If you're evaluating solutions, make sure to ask how they handle custom write-off logic. A platform that can only apply flat-rate adjustments won't serve a practice with complex payer relationships. You need something — or someone — that understands the nuance.
The Cost of Not Tracking
When write-offs go untracked, the consequences are invisible — which makes them dangerous. You don't see the money you're losing because it never shows up as missing. It just gets absorbed into the gap between production and collections, where it sits quietly alongside legitimate adjustments.

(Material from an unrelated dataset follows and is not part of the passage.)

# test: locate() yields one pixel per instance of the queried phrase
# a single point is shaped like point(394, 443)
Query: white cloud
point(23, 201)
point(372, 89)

Over time, the cumulative impact is substantial. A practice with $1 million in annual insurance revenue and an average contractual write-off of 30% is writing off $300,000 per year. If even 5% of those write-offs are incorrect — underpayments, fee schedule errors, or improperly applied adjustments — that's $15,000 per year in recoverable revenue.
For many practices, the number is higher. And it compounds year after year until someone starts tracking.
The Bottom Line
Write-off tracking by insurance company is how you move from reactive billing to proactive financial management. It turns your payment data into a strategic tool — one that helps you spot underpayments, negotiate better contracts, make informed network decisions, and ensure your team is applying adjustments correctly.
The foundation is clean, consistent payment posting. The output is financial visibility that drives real decisions. And the right partner can help you get there faster, with custom rules that match the way your practice actually works.
Start tracking. The numbers will tell you exactly where to focus.